About
Due
Wednesday 5/1/19, 11:59 PM CST
Goal
In this homework set, you will extend from neural network with simple fully connected layers (as in Homework 8) and learn to use convolution layers, batch normailzation, and advanced features to improve the accuracy.
Code and External Libraries
The assignment must be done using PyTorch platform and GPU. Do all of your work in the provided iPython notebook.
The libraries you may need to have are in this requirements.txt file.
Problems
Total points: 100
- Download the Python Notebook here. Alternatively, you can access a read-only version on colab here (update 4/19: added definition of Flatten class and train function in part 0) of which you will need to make a copy.

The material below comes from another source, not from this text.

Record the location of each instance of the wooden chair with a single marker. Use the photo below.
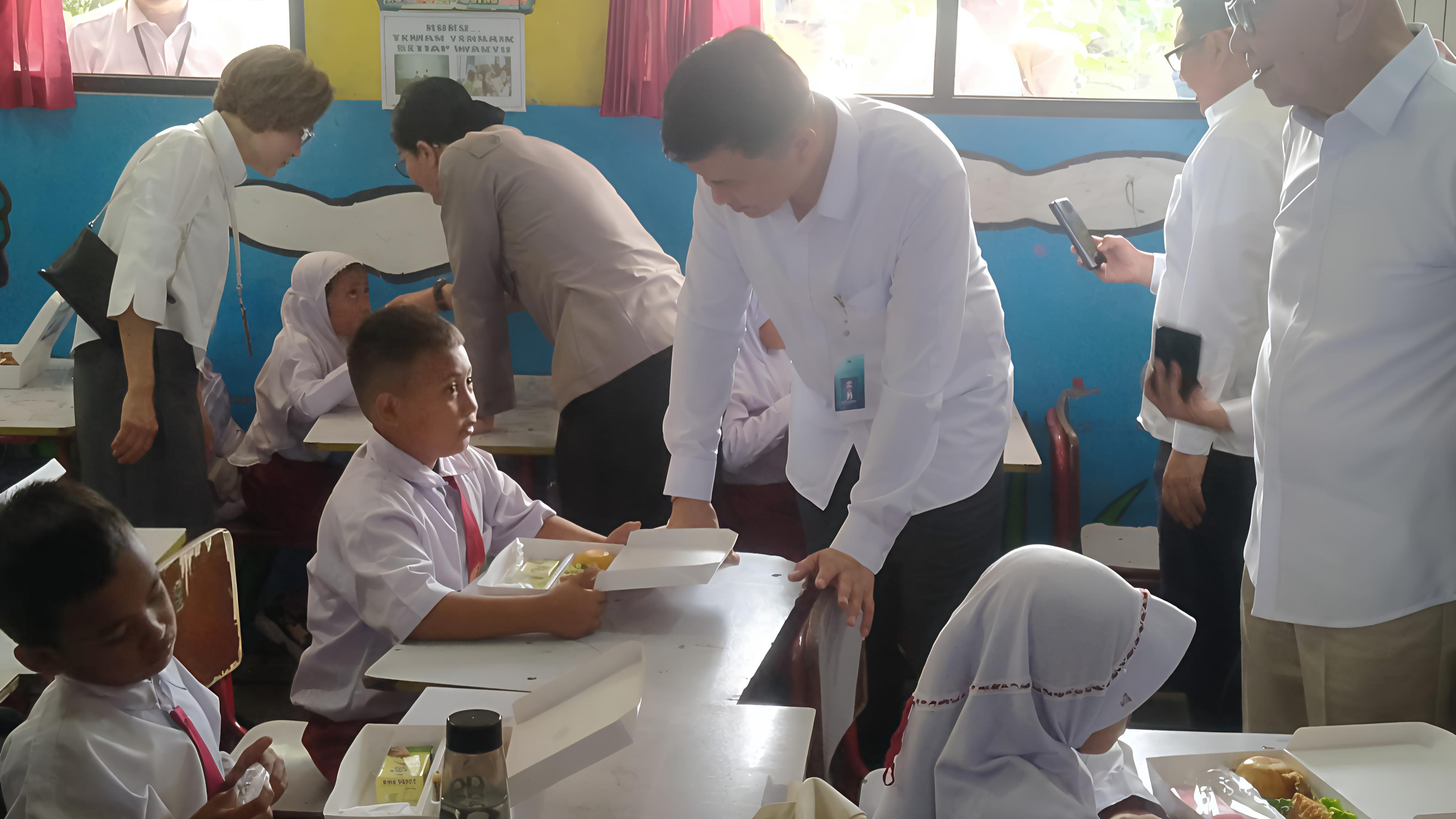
(1066, 471)
(203, 583)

- There are cells for you to input code, as well as text. Make sure to fill in all such cells before submission. Important information and sections are in bold.
- The report requirement is described in the notebook also. Please check the detail there.
Submission
Submission will be through gradescope
Deliverables
- Your python notebook renamed as netid_HW10.ipynb. Submit this in the HW10 Code section.
- Convert your python notebook with all outputs and questions answered into PDF format. Name it netid_HW10.pdf. Submit this in the HW10 Report section
Note: Make sure that your training plots are visible after converting to PDF. If this becomes difficult, save the plots as images and attach them to the end of your PDF submission.